Nous ne pouvions pas être venus si près de la ville d’Hyères sans visiter le paradis de la Provence ; seulement nous hésitâmes un instant si nous irions par terre ou par mer. Notre irrésolution fut fixée par le commissaire de la marine, qui nous dit qu’il ne pouvait pas nous prêter les forçats pour une si longue course, attendu qu’il ne leur était pas permis de découcher.

Nous envoyâmes donc tout bonnement retenir nos places à la voiture de Toulon à Hyères, qui tous les jours passait vers les cinq heures du soir, à quelque cent pas de notre bastide.

Rien de délicieux comme la route de Toulon à Hyères. Ce ne sont point des plaines, des vallées, des montagnes que l’on franchit, c’est un immense jardin que l’on parcourt. Aux deux côtés de la route s’élèvent des haies de grenadiers, au dessus desquelles on voit de temps en temps flotter, comme un panache, la cime de quelque palmier, ou surgir, comme une lance, la fleur de l’aloès ; puis au delà de cette mer de verdure, la mer azurée, toute peuplée, le long de ses côtes, de barques aux voiles latines, tandis qu’à son horizon passe gravement le trois mâts avec sa pyramide de voiles, où file avec rapidité le bateau à vapeur, laissant derrière lui une longue traînée de fumée, lente à se perdre dans le ciel.
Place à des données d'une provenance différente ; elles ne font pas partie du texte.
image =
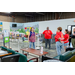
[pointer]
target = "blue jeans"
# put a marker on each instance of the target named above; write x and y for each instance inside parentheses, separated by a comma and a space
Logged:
(47, 41)
(59, 47)
(30, 44)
En arrivant à l’hôtel, nous n’y pûmes pas tenir, et notre premier mot fut pour demander à notre hôte s’il possédait un jardin, et si dans ce jardin il y avait des orangers. Sur sa réponse affirmative, nous nous y précipitâmes ; mais si la gourmandise est un péché mortel, nous ne tardâmes point à en être punis.

Dieu garde tout chrétien, ne possédant pas un double râtelier de Désirabode, de mordre à pleines dents comme nous le fîmes, dans les oranges d’Hyères.